Point is, I don't believe anyone is at the local maximum yet, models changed too much the last years to really get to something stable.
And I'm also willing to leave some doubt that my impression/feeling might be off. Measuring short term productivity is one thing. Measuring long term effects on systems is much harder. We had a few software crises in the past. That's not because people back then were idiots, they just followed what seemed to work. Just like we do today. The feedback loop for this stuff is _long_. Short term velocity gains are just one variable to watch.
Anyway, all my rambling aside, I absolutely agree that LLMs are both revolutionary and useful. I'm just careful to prematurely form a strong opinion on where/how exactly.
> The confidence of being able to dive into an unknown codebase and becoming productive immediately?
I don't think there's any public evidence of this happening, except for the debacles with LLM-generated pull requests (which is evidence against, not for this happening).

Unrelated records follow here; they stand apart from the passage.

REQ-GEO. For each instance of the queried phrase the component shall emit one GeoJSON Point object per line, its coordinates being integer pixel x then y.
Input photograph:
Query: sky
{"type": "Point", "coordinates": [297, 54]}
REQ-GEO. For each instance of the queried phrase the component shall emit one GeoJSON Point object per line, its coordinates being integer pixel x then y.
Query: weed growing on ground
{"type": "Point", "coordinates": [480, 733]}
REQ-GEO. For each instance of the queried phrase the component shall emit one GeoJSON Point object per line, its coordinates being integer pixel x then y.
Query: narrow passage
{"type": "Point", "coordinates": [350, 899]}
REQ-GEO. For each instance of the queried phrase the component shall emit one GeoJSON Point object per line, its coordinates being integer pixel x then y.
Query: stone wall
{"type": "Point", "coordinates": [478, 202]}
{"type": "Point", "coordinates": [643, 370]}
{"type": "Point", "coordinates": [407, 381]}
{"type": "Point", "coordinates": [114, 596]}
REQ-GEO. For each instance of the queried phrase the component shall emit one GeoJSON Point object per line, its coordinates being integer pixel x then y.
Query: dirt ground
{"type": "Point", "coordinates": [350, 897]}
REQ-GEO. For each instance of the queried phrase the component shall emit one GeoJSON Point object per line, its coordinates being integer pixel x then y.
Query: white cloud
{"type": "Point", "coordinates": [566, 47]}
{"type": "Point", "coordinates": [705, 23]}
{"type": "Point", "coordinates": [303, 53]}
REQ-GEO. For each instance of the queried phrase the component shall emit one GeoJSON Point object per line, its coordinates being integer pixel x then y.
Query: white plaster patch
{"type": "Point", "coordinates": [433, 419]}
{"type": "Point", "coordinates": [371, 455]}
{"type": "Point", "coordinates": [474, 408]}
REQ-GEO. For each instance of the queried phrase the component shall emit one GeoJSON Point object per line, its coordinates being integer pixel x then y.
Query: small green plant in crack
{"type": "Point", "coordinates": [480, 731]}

The Copilot CLI team has been making great strides towards improving our agentic harness! I'm curious, what have you found are the biggest shortcomings with it these days?
If your org has a relationship with MS/OpenAI (many do!) you can also use OpenCode with GPT-5.2 for some pretty impressive results.
Once you see what is currently possible with this technique you will understand that programming as a field is doomed, or at the very least it's becoming something almost unrecognizable.
There's obviously something insanely impressive about these google experiments, and it certainly feels like there's some kind of use case for them somewhere, but I'm not sure exactly where they fit in.